2014 | www.selectasset.com
Foreigners frozen out of Japan's government Assistance? Don't believe the hype

A ruling by the Japanese Supreme Court in July sent ripples through the expatriate community when it clarified that non-Japanese residents did not qualify for the same welfare payment benefits as Japanese citizens. The ruling opened up discussion of what government assistance people living in Japan are eligible for and what programs exist to deliver that assistance.

Firstly, let's look at what the ruling actually refers to.

The Supreme Court declared that foreigners are not entitled benefits coming under the category of Seikatsu Hogo, or Public Assistance. This system is a safety net for when all other systems have failed and, while specific sums vary from municipality to municipality, it basically covers essential needs such as:

  • Assistance with rent payments

  • Water bills

  • Medical bills and prescriptions

  • Personal living allowance

Decisions about welfare are now debated at the municipal level
The Supreme Court ruling, however, does not mean that foreign residents are automatically disqualified from making claims – rather it leaves the decision up to individual municipalities. Indeed many city offices, particularly those in areas with large foreign populations, appear not to discriminate between foreigners and Japanese nationals when it comes to Public Assistance.

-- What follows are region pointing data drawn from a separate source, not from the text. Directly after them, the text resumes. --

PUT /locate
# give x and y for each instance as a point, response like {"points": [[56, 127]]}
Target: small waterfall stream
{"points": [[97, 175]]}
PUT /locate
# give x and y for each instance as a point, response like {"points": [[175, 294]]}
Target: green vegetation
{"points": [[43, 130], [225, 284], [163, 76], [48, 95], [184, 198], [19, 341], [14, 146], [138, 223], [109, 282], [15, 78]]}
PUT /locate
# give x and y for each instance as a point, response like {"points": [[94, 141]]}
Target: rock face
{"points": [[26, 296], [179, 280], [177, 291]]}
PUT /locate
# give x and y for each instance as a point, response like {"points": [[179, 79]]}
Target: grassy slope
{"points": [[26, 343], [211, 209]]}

Nevertheless, Public Assistance only applies to about 1% of people in Japan, and for most will only come into play under extreme circumstances. Instead, Japan has parallel systems of insurance and specifically targeted assistance, which are open to all (and in many cases participation is compulsory).


  • Employment insurance: While Public Assistance only applies to those made redundant unwillingly, employment insurance can help tide you over during a voluntary career change. Signing up can be done through the government employment agency Hello Work. The amount and duration of payments will vary depending on the reason for leaving your job. If you were fired, the start of payments can be delayed by anything up to three months. However, employment insurance can provide up to 80% of your previous salary for a period of six months.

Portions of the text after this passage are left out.